In light of 2013-factory crash in Bangladesh, fair trade activist have fought to help people understand the source of where clothing is being processed.
Imagine having to go to work, miles away from home in a building with cracked walls and ceilings. Often times, workers go into the factory not knowing whether they will be working in the building or underneath.
The New York Times made coverage of the crash reporting that 5,000 garment factories house 3.2 million workers. 1,129 lives were cut short that day. These factories have less than good working conditions for the workers.
Times disclosed that Rana Plaza violated codes and there were four upper floors that were constructed illegally. But for consumers that’s okay as long as our products are being made.
The plaza in Bangladesh is responsible for making clothing for many European and American consumers. “The workers are ordered to work despite the harsh working conditions,” Julfikar Ali Manik, writer for the New York Times, said. If they decide not to show up they lose their jobs.

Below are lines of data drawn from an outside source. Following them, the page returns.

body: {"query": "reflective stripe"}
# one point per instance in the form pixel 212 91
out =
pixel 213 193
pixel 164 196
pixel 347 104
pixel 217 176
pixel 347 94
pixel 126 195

Real power lies in the Western countries. Carelessly American citizens spend thinking that somewhere they are helping someone’s life. In reality they are doing more harm than good. Rana Plaza, along with other factories, are the suppliers of popular stores such as, but not limited to, Gap, H&M, Inditex, and Walmart.
Though Walmart issued a statement making claims they would make improvements, they receive a low grade on the grading scale for fair trade clothing.
Though Walmart failed, H&M jump-started plans that would help give fair wages to workers by the year 2018.
Though it is progress, it is a slow start for H&M to help fix the changes and conditions in Bangladesh. Just three years prior to the crash, there was a factory fire of H&M workers.
Fair trade is a way for all citizens to get involved and stand their ground towards companies they frequent. If customer care is their top priority it has to begin with its workers. There are many fair trade clothing companies such as Good and Fair, Hae Now, Eco Star and many more. They make sure consumers and workers are getting the type of service that they want, need and deserve.